# Models for ICLR 2019 paper

### A rotation-equivariant convolutional neural network model of primary visual cortex
*Alexander S. Ecker, Fabian H. Sinz, Emmanouil Froudarakis, Paul G. Fahey, Santiago A. Cadena, Edgar Y. Walker, Erick Cobos, Jacob Reimer, Andreas S. Tolias, Matthias Bethge*

https://openreview.net/forum?id=H1fU8iAqKX

In [None]:
%load_ext autoreload
%autoreload 2
%matplotlib inline
import tensorflow as tf, numpy as np, os, sys
p = !pwd
p = os.path.dirname(os.path.dirname(p[0]))
if p not in sys.path:
    sys.path.append(p)

In [None]:
# TO DO: remove dependency on database to load data
from cnn_sys_ident.mesonet.data import MultiDataset
data_key = dict(data_hash='cfcd208495d565ef66e7dff9f98764da')
data = (MultiDataset() & data_key).load_data()

In [None]:
from cnn_sys_ident.architectures.models import BaseModel, CorePlusReadoutModel
from cnn_sys_ident.architectures.training import Trainer

## Control: Feature space generalizes to unseen neurons

To show that our network learns common features of V1 neurons, we excluded half of the neurons when fitting the network. We then fixed the rotation-equivariant convolutional core and trained only the readout (spatial mask and feature weights) for the other half of the neurons. 

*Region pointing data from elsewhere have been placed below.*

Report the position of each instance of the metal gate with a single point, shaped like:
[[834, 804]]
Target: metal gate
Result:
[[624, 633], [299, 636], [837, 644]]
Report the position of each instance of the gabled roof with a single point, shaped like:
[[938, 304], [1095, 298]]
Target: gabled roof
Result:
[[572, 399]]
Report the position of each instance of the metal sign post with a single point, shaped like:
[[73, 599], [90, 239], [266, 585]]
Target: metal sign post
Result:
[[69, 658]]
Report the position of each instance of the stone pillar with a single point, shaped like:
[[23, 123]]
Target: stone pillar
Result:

In terms of implementation, we insert a stop_gradient between the convolutional core and the readout for half of the neurons, which is done in the class for the readout (`SpatialXFeatureJointL1TransferReadout`).

In [None]:
from cnn_sys_ident.architectures.cores import StackedRotEquiHermiteConv2dCore
from cnn_sys_ident.architectures.readouts import SpatialXFeatureJointL1TransferReadout

In [None]:
base = BaseModel(
    data,
    log_dir='iclr2019-checkpoints-repro',
    log_hash='b8f78ead705cb02d09c01f9701067ba2'
)
core = StackedRotEquiHermiteConv2dCore(
    base,
    base.inputs,
    num_rotations=8,
    upsampling=2,
    shared_biases=False,
    filter_size=[13, 5, 5],
    num_filters=[16, 16, 16],
    stride=[1, 1, 1],
    rate=[1, 1, 1],
    padding=['SAME', 'SAME', 'SAME'],
    activation_fn=['soft', 'soft', 'none'],
    rel_smooth_weight=[1, 0.5, 0.5],
    rel_sparse_weight=[0, 1, 1],
    conv_smooth_weight=0.0112711,
    conv_sparse_weight=0.0492937,
)
readout = SpatialXFeatureJointL1TransferReadout(
    base,
    core.output,
    k_transfer=2,
    positive_feature_weights=False,
    readout_sparsity=0.020616,
    init_masks='rand',
)
model = CorePlusReadoutModel(base, core, readout)
trainer = Trainer(base, model)

In [None]:
iter_num, val_loss, test_corr = trainer.fit(
    val_steps=50, learning_rate=0.002, batch_size=256, patience=5)

In [None]:
trainer.compute_test_corr()